Sono 49,48 milioni gli italiani attivi sul Web.

Per dovere e piacere

Sono quasi cinque milioni gli utenti internet italiani che trascorrono online sei ore al giorno, per intrattenimento, ma non solo, anche per informarsi e per una sfera d’attività legata alla “crescita personale”. La quasi totalità guarda contenuti video in streaming (92%), ma i podcast (23%) si confermano uno dei trend. A fianco dei contenuti di facile fruizione c’è una richiesta sempre più alta di video e post in grado di approfondire un argomento, anche di una certa lunghezza, altro sintomo di maturazione del pubblico in relazione a questi media.

I dispositivi wearable passano dal 5% dello scorso anno al 15%, ma a farla da padrone è il gaminig. Quattro italiani su cinque giocano e uno su otto segue in diretta lo streaming di altri che giocano.

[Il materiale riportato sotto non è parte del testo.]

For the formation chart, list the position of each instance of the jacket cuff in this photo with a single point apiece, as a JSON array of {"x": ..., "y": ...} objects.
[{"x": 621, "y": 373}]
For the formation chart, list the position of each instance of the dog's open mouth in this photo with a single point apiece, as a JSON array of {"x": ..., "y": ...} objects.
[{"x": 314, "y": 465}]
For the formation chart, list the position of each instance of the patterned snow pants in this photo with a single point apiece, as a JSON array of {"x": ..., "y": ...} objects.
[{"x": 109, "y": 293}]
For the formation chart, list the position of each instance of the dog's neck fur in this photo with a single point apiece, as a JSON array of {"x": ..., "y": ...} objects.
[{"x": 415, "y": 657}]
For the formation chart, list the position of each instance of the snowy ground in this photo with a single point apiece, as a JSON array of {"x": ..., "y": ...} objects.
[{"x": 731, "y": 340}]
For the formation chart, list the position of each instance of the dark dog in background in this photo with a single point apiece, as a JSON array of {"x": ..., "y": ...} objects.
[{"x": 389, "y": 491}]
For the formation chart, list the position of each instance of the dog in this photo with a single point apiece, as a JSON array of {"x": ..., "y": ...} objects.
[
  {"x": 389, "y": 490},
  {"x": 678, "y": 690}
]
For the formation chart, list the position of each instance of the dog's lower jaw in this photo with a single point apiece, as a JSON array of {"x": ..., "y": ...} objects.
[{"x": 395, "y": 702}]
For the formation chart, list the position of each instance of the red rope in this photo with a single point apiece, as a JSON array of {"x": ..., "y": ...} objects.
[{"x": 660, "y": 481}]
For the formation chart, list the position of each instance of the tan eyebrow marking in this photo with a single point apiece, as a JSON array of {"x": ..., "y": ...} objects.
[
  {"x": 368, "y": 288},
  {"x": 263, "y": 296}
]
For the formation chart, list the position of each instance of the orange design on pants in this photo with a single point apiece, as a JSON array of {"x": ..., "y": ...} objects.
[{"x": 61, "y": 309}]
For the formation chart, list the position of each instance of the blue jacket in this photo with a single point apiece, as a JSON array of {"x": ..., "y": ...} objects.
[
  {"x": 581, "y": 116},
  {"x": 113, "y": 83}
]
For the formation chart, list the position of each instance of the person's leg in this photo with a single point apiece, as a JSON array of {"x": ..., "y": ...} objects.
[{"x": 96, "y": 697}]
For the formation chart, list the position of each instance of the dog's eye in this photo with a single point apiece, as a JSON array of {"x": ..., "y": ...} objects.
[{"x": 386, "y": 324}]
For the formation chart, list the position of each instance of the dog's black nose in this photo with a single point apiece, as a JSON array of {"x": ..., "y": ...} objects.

Passiamo di media in Italia quasi due ore al giorno sui social media.

8 profili social a testa

Tornado ai social sono in media otto gli account per persona. YouTube rimane la piattaforma regina, seguita dalla famiglia di app di Facebook. Come era prevedibile Instagram ha crescita più evidente (dal 55% al 64%). Sempre più popolari anche piattaforme come Snapchat, Pinterest e Reddit, grazie anche a un miglioramento del sistema di pubblicità.

Quasi tutti i gli italiani possiedono uno smartphone (94%), sui quali utilizzano soprattutto app di messaggistica (92%), l’intrattenimento e la fruizione di contenuti video (73%), per l’ascolto di musica (52%), per lo shopping (68%) e il gaming (43%).

Quattro italiani su cinque utilizzano dei videogame, un aspetto sempre più rilevante anche per le aziende.

La crescita nell’utilizzo di internet traina anche l’ecommerce: l’87% degli utenti attivi ha dichiarato di aver cercato online prodotti e servizi da comprare, mentre il 77% ha acquistato online un prodotto nell’ultimo mese. Cambiamenti anche sul fronte influencer: pubblico e brand sempre più disincantati cercano personaggi in linea con i propri argomenti, in grado di far leva su rilevanza e pertinenza.